NOAA-EMC / hpc-stack

Create a software stack for HPC's
GNU Lesser General Public License v2.1
30 stars 36 forks source link

hpc-stack probably should install pnetcdf and enable it in PIO by default... #102

Open edwardhartnett opened 3 years ago

edwardhartnett commented 3 years ago

I'm still getting used to hpc-stack, but I see this in config/stack_noaa.yaml:

pio:
  build: YES
  version: 2.5.1
  enable_pnetcdf: NO
  enable_gptl: NO

Probably you want to build PIO with pnetcdf. It's the best performing parallel I/O layer, for classic format netCDF files. (It won't handle netCDF/HDF5 files.)

edwardhartnett commented 3 years ago

@aerorahul did you add the PIO build?

aerorahul commented 3 years ago

Yes. I had. Sure we can enable pnetcdf. We don't use pnetcdf in UFS and hence it was OFF. But since the stack is serving a bigger purpose, I agree we should turn in ON.

edwardhartnett commented 3 years ago

Does this mean we also have to install pnetcdf?

aerorahul commented 3 years ago

yep!

edwardhartnett commented 3 years ago

Well if you are installing PIO, then pnetcdf should also be installed.

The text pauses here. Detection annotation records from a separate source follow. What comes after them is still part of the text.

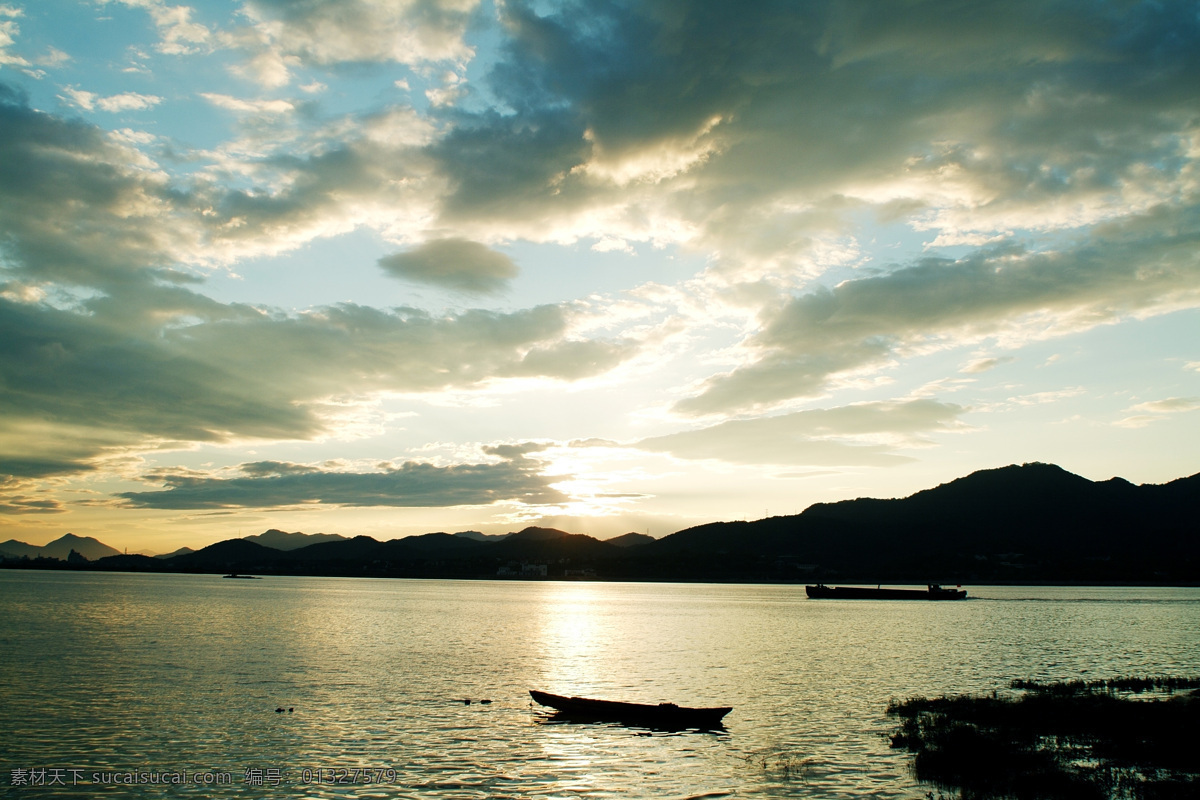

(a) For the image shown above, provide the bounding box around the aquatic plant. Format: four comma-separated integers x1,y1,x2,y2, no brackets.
888,678,1200,800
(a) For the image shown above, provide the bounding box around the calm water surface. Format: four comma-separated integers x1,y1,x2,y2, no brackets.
0,570,1200,799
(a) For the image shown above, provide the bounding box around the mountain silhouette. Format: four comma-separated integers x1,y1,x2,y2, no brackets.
0,534,120,561
244,528,346,551
7,463,1200,584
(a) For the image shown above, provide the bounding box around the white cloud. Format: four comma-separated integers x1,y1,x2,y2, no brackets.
97,0,212,55
200,92,295,116
59,86,162,114
224,0,478,86
379,239,517,294
632,399,966,467
96,92,162,114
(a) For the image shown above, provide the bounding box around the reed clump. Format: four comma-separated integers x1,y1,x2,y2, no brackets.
888,678,1200,800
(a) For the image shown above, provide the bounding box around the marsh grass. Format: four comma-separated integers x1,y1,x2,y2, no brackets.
888,678,1200,800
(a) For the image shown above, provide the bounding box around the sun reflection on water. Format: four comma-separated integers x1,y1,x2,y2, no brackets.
538,582,606,694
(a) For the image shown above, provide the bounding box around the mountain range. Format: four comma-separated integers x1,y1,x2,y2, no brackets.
0,463,1200,583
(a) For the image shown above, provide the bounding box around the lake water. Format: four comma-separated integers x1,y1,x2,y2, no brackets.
0,570,1200,799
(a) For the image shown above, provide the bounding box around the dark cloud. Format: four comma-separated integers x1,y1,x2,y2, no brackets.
0,299,631,479
431,0,1200,261
0,91,189,289
632,399,966,467
120,458,566,509
379,239,517,294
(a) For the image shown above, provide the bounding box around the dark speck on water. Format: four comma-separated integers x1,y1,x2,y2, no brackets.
0,570,1200,800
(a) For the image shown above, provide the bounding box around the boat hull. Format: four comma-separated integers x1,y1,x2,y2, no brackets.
804,584,967,600
529,690,733,729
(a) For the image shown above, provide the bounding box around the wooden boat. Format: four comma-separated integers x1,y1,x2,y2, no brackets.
804,583,967,600
529,690,733,729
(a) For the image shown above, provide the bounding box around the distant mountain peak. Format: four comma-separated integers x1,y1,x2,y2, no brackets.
242,528,346,551
605,531,658,547
509,525,571,542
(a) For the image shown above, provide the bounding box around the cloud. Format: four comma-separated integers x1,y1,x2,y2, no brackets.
98,0,212,55
1115,397,1200,428
424,1,1200,271
60,86,162,114
0,297,629,479
0,5,29,67
224,0,478,86
379,239,517,294
632,399,966,467
674,212,1200,415
200,92,295,115
960,356,1015,375
120,456,566,509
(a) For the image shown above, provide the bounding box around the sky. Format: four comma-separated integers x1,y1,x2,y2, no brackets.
0,0,1200,553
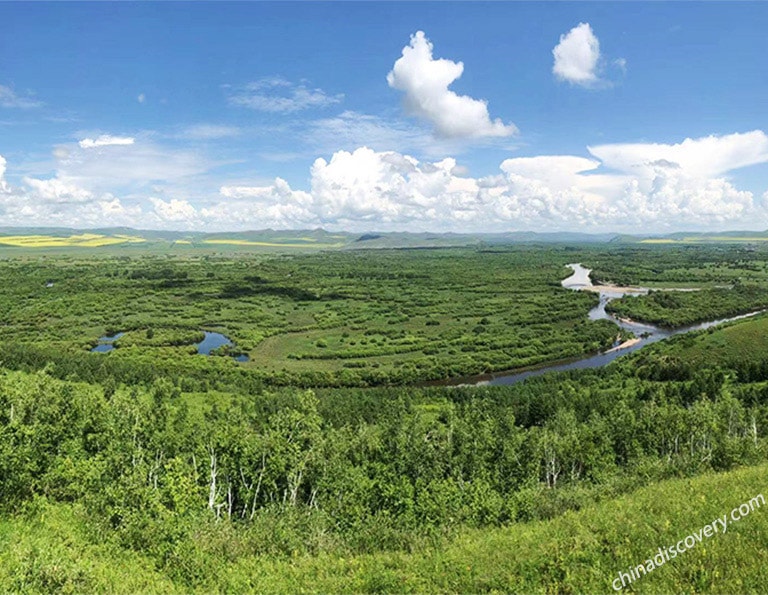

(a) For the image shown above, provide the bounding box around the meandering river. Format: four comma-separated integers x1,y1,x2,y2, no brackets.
450,263,762,386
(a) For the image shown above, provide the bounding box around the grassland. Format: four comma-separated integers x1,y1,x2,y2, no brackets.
0,240,768,593
0,465,768,594
0,248,618,385
0,233,146,248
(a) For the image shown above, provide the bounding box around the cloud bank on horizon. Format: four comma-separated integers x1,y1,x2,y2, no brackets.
0,7,768,232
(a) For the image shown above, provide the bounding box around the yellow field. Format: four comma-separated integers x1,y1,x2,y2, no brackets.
203,239,344,248
0,233,146,248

edwardhartnett commented 3 years ago

@aerorahul are we installing pnetcdf now? And is PIO using it by default?

aerorahul commented 3 years ago

We are not installing PNetCDF since it is not used anywhere in the UFS or JEDI applications. PIO is not building with PNetCDF in hpc-stack (since PNetCDF is not being installed).

I will let the UFS developers tell us if they wish to use PIO (with PNetCDF or without) The UFS is producing the HDF5/netCDF4 files with parallelization and compression. @junwang-noaa @DusanJovic-NOAA @DeniseWorthen Please comment. I am not sure if PIO when built with PNetCDF will reproduce existing UFS baselines.

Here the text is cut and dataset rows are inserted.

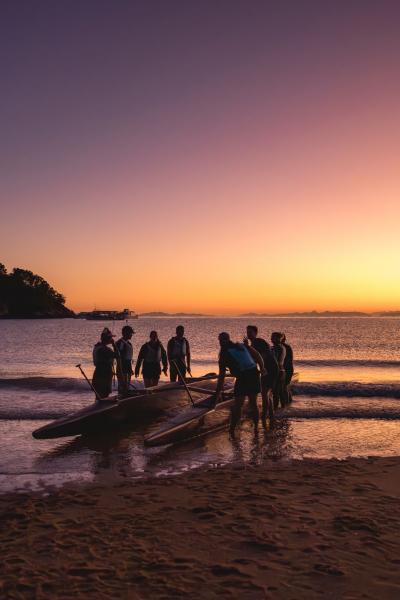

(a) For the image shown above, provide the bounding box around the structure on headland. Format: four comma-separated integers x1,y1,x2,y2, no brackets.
78,308,139,321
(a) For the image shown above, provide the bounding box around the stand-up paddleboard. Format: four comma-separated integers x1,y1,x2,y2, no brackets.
32,373,218,439
144,392,234,446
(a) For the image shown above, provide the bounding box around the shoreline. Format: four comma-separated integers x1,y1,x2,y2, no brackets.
0,457,400,600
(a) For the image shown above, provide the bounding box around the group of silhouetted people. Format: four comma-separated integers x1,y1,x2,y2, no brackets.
92,325,191,399
92,325,293,436
216,325,293,436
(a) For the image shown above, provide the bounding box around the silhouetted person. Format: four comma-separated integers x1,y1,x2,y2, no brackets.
244,325,278,428
282,333,294,402
115,325,135,394
167,325,192,381
271,331,286,410
216,332,265,437
92,327,116,398
135,331,168,387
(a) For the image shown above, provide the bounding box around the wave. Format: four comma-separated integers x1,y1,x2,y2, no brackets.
295,359,400,369
192,356,400,369
282,406,400,421
0,408,69,421
293,381,400,398
0,377,90,392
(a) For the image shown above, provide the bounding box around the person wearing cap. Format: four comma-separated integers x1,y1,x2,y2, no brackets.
271,331,287,410
281,333,294,402
115,325,135,395
135,331,168,388
92,327,117,399
243,325,278,429
167,325,192,381
215,331,266,438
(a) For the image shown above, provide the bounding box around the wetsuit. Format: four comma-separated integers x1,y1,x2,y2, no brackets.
219,342,260,396
115,338,133,394
115,338,133,375
167,336,190,381
92,342,115,398
219,342,260,435
135,342,168,379
271,344,287,409
251,338,278,390
283,342,294,385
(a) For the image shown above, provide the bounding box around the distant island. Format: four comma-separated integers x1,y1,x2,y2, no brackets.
238,310,400,318
0,263,75,319
139,311,212,318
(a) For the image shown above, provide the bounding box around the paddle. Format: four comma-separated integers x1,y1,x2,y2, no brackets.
75,363,101,400
171,360,194,406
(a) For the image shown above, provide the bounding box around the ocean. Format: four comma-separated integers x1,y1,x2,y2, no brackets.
0,317,400,492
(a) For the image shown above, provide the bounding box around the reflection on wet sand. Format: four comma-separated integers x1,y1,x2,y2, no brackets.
35,420,290,480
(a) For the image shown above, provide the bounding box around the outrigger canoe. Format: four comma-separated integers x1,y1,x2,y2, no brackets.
144,392,234,446
144,373,299,446
32,373,229,439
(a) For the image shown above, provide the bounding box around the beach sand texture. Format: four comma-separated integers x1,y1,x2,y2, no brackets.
0,458,400,600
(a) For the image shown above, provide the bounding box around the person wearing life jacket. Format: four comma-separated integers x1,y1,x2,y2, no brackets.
216,332,265,438
115,325,135,395
135,331,168,387
281,333,294,402
243,325,278,429
92,327,117,399
271,331,287,410
167,325,192,381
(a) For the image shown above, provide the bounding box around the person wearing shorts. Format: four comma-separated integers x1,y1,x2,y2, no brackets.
135,331,168,387
216,332,265,438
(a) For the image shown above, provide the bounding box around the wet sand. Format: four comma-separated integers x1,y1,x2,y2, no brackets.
0,458,400,600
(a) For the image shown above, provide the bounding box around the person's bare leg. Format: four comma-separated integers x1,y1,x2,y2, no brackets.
229,396,245,438
249,394,260,431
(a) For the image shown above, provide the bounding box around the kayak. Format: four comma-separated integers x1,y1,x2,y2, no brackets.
32,373,222,439
144,393,234,446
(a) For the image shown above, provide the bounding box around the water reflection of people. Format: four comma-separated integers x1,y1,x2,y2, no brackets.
135,331,168,387
92,327,116,399
216,332,265,437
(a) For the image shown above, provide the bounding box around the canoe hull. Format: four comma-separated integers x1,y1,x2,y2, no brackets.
32,374,222,439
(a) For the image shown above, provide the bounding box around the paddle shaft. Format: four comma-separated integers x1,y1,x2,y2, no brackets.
76,364,101,400
172,360,194,406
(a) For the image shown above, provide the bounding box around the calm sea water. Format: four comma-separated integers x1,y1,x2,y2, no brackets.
0,318,400,491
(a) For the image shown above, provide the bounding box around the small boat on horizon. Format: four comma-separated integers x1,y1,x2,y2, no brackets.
78,308,139,321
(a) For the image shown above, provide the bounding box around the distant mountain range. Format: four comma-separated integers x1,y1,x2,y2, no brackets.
139,311,212,317
239,310,400,317
139,310,400,319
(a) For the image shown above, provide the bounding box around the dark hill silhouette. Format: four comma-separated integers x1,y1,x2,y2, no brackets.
0,263,75,319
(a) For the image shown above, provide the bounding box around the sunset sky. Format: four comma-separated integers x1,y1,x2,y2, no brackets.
0,0,400,314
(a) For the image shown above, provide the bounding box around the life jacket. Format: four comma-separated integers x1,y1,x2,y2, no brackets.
143,342,161,364
171,337,187,360
225,344,257,377
116,338,133,361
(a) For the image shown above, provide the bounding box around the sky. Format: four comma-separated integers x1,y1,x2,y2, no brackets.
0,0,400,314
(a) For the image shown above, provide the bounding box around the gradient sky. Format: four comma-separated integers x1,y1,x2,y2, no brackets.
0,0,400,313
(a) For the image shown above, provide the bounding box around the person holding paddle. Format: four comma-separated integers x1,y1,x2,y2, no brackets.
135,331,168,387
115,325,135,395
167,325,192,381
215,331,266,438
92,327,117,399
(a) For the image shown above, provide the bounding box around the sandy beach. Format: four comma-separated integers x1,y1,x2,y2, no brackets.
0,458,400,600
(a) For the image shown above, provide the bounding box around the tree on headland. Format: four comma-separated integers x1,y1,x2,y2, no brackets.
0,263,74,318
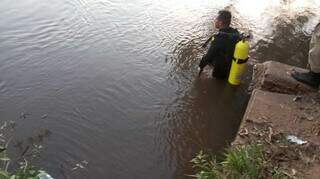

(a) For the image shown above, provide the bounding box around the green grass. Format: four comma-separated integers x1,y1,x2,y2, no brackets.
191,145,265,179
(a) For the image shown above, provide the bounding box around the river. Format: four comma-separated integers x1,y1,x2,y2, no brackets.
0,0,320,179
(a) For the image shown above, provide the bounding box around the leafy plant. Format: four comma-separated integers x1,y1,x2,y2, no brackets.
191,145,265,179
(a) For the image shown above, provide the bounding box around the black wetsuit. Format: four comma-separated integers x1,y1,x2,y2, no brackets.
199,27,240,79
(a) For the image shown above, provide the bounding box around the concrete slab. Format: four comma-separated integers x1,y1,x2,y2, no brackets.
234,90,320,145
251,61,317,94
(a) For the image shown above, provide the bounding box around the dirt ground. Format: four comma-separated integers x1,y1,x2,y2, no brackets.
233,90,320,179
232,62,320,179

aerorahul commented 3 years ago

@junwang-noaa @DusanJovic-NOAA @DeniseWorthen Please let us know if you want PIO with or without PnetCDF. I will either resolve or close this issue at the end of the week depending on your response/non-response.

DusanJovic-NOAA commented 3 years ago

The UFS components I'm familiar with (fv3, fms, ccpp etc) are not using PIO (nor PNetCDF).

junwang-noaa commented 3 years ago

I am not clear what components will use the capability of PIO built with Pnetcdf and how it benefits UFS. Can someone who made the request show some results?

On Tue, Feb 16, 2021 at 10:50 AM Rahul Mahajan notifications@github.com wrote:

@junwang-noaa https://github.com/junwang-noaa @DusanJovic-NOAA https://github.com/DusanJovic-NOAA @DeniseWorthen https://github.com/DeniseWorthen Please let us know if you want PIO with or without PnetCDF. I will either resolve or close this issue at the end of the week depending on your response/non-response.

— You are receiving this because you were mentioned. Reply to this email directly, view it on GitHub https://github.com/NOAA-EMC/hpc-stack/issues/102#issuecomment-779925780, or unsubscribe https://github.com/notifications/unsubscribe-auth/AI7D6TM2QSURLB4JSLJGG4LS7KH2XANCNFSM4T53CZ4Q .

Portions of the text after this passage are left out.